Whatever they didn’t remove was demolished or buried under the tents’ remains. Umm Walid al-Kabash, from the third encampment, says through tears: “If only they had informed us ahead of time. We would have been able to save more things. The taboun for baking bread was also destroyed.” Relatives of the Humsa residents who live not far away tried to drive over and see what was going on as soon as they heard, but were stopped by soldiers.

Their children crossed the hills on foot to get closer to the scene. Photographers were also stopped by soldiers, so there is no footage of the demolition itself. Only the mute testimony of the tumble of debris: mounds of rods and creased canvas, sheets of plywood, netting, simple furnishings, fabrics, playpens (since Tuesday these were put inside the emergency tents that were donated to the community), kernels of corn (food for the sheep) scattered on the ground. The families hastened to wrap their food and some of their belongings in thick sheets of plastic to protect them from the rain that began falling that night.

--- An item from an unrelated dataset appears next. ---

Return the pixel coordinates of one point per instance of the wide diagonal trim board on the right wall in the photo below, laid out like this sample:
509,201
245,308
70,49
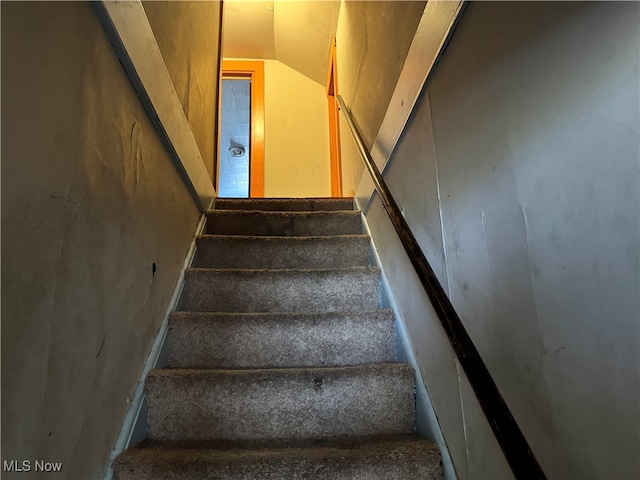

After scenes of the extensive demolition were publicized, on Friday a large EU delegation came to view the site. The foreign ministries of Belgium, Britain, Ireland and Luxembourg issued condemnations and said the demolition was in violation of international law. But Ansar said: “What’s new here? They don’t know what Israel is? They don’t know that Israel wants to get rid of us and bring more settlers here instead?”